Sul fronte aziendale e delle società di internazionalizzazione a partecipazione statale l’interesse a promuovere nuovi progetti in Angola è confermato. Se per Inalca Riccardo Zani Cremonini ricorda che la compagnia ha investito finora oltre 50 milioni di dollari nel Paese ed è intenzionata a portare avanti i suoi progetti di investimento, da Ice viene la firma di un accordo per un importante progetto di formazione che vedrà protagoniste diverse realtà italiane. “Sarà uno showroom permanente del settore agribusiness italiano in Angola e lo vogliamo inserire all’interno di una struttura produttiva, di successo, che ci indicheranno gli angolani”, ha spiegato Matteo Zoppas, presidente dell’agenzia, ricordando che “l’Italia negli anni si è data uno strumento importantissimo, che è quello di fare formazione, e di farlo costruendo strutture”. Per Zoppas l’occasione è ricca di promesse, il progetto è già stato finanziato e vede “diversi partner italiani pronti a collaborare”, ribadendo di fatto “l’interesse importante di Ice a lavorare su progetti con scambi sul posto e iniziative di formazione”.

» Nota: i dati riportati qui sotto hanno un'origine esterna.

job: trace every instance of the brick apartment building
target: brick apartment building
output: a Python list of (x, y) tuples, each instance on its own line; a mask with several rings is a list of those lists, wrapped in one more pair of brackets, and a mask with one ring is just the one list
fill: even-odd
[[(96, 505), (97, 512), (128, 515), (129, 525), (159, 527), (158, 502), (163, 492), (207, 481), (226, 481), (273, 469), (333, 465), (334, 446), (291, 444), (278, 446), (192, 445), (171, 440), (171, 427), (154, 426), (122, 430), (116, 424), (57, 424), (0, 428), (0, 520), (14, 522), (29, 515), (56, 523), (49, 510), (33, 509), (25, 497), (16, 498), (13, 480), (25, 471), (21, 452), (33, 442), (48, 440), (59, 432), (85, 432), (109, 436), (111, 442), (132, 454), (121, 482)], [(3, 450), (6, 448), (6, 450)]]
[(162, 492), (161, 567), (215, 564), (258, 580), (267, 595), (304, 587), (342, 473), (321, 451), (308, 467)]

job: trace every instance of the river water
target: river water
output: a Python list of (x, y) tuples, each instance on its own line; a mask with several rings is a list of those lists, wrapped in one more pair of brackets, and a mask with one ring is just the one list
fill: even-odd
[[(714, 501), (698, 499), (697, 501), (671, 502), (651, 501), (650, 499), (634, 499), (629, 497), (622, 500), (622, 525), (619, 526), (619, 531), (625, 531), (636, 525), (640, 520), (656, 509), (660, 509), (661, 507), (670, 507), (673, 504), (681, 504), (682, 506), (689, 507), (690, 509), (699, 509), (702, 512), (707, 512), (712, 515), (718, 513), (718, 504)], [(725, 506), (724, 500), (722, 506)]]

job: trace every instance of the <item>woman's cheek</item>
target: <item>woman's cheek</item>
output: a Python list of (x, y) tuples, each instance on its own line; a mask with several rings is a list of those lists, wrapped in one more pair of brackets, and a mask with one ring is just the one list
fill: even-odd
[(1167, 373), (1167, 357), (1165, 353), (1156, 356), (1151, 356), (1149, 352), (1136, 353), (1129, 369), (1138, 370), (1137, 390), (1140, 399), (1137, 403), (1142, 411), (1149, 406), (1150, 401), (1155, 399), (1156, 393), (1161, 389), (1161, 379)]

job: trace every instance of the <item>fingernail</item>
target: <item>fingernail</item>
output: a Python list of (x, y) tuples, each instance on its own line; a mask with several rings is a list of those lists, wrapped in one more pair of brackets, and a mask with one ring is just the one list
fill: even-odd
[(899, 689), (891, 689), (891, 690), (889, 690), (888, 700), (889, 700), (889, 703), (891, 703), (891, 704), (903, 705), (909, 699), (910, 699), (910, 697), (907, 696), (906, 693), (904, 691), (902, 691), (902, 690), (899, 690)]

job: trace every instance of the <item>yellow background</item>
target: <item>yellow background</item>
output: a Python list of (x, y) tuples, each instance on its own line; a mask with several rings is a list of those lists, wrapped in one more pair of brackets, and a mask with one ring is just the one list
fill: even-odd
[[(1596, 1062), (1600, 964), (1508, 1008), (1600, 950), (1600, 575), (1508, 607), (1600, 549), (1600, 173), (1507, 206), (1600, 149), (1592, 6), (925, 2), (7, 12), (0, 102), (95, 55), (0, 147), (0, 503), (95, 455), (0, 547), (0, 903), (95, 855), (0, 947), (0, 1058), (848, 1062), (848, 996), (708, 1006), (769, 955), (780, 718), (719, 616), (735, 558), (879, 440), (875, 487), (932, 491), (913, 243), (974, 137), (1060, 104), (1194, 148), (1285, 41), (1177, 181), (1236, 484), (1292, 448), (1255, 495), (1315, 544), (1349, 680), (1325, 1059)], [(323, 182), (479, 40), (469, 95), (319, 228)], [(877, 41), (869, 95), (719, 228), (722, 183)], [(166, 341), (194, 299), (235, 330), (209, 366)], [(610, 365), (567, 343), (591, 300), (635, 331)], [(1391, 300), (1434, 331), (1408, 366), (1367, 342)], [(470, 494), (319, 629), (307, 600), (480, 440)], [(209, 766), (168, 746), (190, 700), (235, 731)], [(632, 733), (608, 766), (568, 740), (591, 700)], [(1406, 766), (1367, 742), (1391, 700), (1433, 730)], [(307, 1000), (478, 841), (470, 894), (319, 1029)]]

Anche Cassa Depositi e Prestiti porta a casa la firma di un memorandum d’intesa per l’avvio di una partnership di lungo periodo con il ministero delle Finanze angolano, una collaborazione che si intende orientata al sostegno e alla creazione di progetti pubblici e privati in settori chiave per lo sviluppo sostenibile dell’Angola: fra questi infrastrutture, energia, agritech, manifattura e turismo. L’impegno a sostenere le aziende italiane in Africa è stato ribadito anche da Sace e Simest, entrambe disponibili a supportare le attività all’estero delle nostre imprese. Valerio Perinelli di Sace mette a fuoco gli strumenti messi a disposizione dei clienti – “la conoscenza del mercato, le risorse e l’agilità operativa” -, mentre Francesca Alicata, capo relazioni esterne di Simest, ricorda che fra le mansioni dell’agenzia ci sono anche interventi meno diretti e più mediatori, ad esempio per calmierare l’eventuale tasso di interesse imposto dalle banche locali e agevolare così l’attività delle imprese italiane sul posto.